Penggunaan frekuensi tersebut dimanfaatkan dalam berbagai bidang,
seperti penerbangan, hingga termasuk untuk televisi. Tanpa adanya
frekuensi, program-program siaran televisi yang diproduksi stasiun
televisi di studio tidak akan sampai pada layar televisi kita di rumah
kita. Seperti bumi, air, dan udara, frekuensi merupakan salah satu
kekayaan bangsa. Menurut Undang-undang Nomor 32 Tahun 2002 menuliskan
bahwa frekuensi merupakan sumber daya alam terbatas dan kekayaan
nasional yang harus dijaga dan dilindungi negara dan dipergunakan untuk
sebesar-besarnya untuk rakyat. Secara sederhana, dapat kita analogikan
industri televisi hanya meminjam frekuensi yang dimiliki oleh kita untuk
menghantarkan sinyal program. Lalu, bagaimana jika frekuensi yang
dimanfaatkan untuk kepetingan publik ini dipersalahgunakan? Tentu
kepentingan publik terabaikan bukan? Sebenarnya apa pentingnya acara
siaran langsung pernikahan Raffi Ahmad dan Nagita Slavina bagi kita?
Lalu, apa pentingnya pula bagi publik program siaran "Tujuh Bulanan
Ashanti"? Belum lagi, apakah kita tidak marah apabila frekuensi publik
ternyata dimanfaatkan oleh golongan elit partai politik untuk
mengais-ngais suara pemilih lewat kampanyenya?

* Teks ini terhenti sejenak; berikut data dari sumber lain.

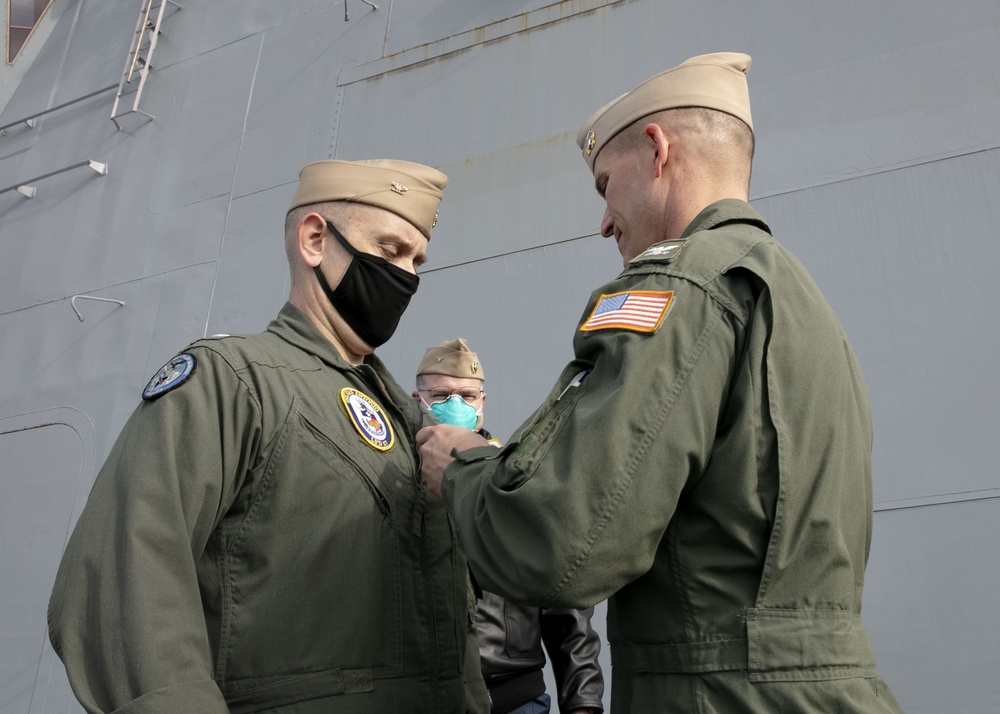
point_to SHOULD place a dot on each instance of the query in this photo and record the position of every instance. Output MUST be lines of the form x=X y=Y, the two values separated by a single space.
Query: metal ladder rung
x=140 y=55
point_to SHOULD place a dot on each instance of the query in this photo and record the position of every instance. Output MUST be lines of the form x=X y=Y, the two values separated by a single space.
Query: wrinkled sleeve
x=575 y=506
x=573 y=647
x=126 y=613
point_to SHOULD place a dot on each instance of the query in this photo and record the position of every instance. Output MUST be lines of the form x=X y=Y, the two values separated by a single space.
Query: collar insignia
x=368 y=418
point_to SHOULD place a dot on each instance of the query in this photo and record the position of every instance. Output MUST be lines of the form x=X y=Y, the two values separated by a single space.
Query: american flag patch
x=639 y=310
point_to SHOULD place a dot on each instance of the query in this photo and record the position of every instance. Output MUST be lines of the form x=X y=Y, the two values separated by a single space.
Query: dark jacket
x=511 y=657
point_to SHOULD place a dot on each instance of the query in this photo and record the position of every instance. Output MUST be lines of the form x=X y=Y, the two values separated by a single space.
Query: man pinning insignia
x=711 y=473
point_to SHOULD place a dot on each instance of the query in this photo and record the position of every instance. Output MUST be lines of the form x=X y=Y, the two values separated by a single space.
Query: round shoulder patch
x=171 y=375
x=367 y=418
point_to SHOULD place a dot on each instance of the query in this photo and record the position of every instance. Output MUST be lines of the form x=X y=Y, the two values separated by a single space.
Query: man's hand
x=436 y=444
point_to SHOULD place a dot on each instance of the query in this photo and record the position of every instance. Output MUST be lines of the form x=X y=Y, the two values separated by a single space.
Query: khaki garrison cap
x=717 y=81
x=453 y=359
x=411 y=191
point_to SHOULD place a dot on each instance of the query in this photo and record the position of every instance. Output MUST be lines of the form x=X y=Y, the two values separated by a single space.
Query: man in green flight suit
x=259 y=538
x=705 y=461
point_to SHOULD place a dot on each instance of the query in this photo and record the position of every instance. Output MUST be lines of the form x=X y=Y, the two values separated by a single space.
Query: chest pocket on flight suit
x=315 y=563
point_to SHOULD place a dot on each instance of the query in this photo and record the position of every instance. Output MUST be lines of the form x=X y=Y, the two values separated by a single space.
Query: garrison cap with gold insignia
x=715 y=81
x=452 y=358
x=411 y=191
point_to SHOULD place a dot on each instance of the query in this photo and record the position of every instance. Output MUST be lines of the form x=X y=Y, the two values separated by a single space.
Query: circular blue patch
x=171 y=375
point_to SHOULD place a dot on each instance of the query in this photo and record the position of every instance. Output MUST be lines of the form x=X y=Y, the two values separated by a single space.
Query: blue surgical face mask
x=456 y=411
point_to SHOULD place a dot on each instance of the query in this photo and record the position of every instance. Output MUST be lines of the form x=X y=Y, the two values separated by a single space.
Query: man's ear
x=311 y=234
x=660 y=145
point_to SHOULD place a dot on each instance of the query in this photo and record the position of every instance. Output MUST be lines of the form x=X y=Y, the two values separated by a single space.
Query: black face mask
x=372 y=295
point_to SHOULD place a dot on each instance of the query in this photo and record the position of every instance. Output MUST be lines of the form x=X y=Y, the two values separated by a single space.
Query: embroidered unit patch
x=367 y=418
x=638 y=310
x=171 y=375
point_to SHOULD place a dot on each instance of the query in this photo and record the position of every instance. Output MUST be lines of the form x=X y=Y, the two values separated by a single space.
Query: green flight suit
x=705 y=463
x=254 y=543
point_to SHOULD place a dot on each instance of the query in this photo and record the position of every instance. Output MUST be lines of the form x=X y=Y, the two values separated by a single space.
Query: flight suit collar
x=728 y=210
x=295 y=328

Tentu mencederai
kepentingan publik, bukan?
Pentingnya mengadukan program televisi bermasalah
Saya
ingat perkataan salah satu komisioner Komisi Penyiaran Indonesia (KPI)
Pusat beberapa bulan yang lalu ketika saya berkesempatan berkunjung ke
kantor KPI. Saya menanyakan kepada beliau, sebenarnya seberapa penting
peran masyarakat dalam mengawasi dan mengontrol penyiaran di Indonesia?
Jawabannya adalah sangat penting. Dalam melaksanakan fungsinya untuk
mengawasi dan mengontrol penyiaran di Indonesia, selain melakukan
pengawasan secara langsung terhadap penyiaran, KPI sangat terbantu
dengan aduan program siaran yang bermasalah yang dilaporkan oleh
masyarakat. Seperti diketahui, KPI sebagai lembaga negara independen
membuka aduan akan program-program televisi yang melanggar untuk
nantinya akan ditindaklanjuti. Walaupun, selama ini kepedulian
masyarakat untuk mengadukan tayangan bermasalah memang masih rendah.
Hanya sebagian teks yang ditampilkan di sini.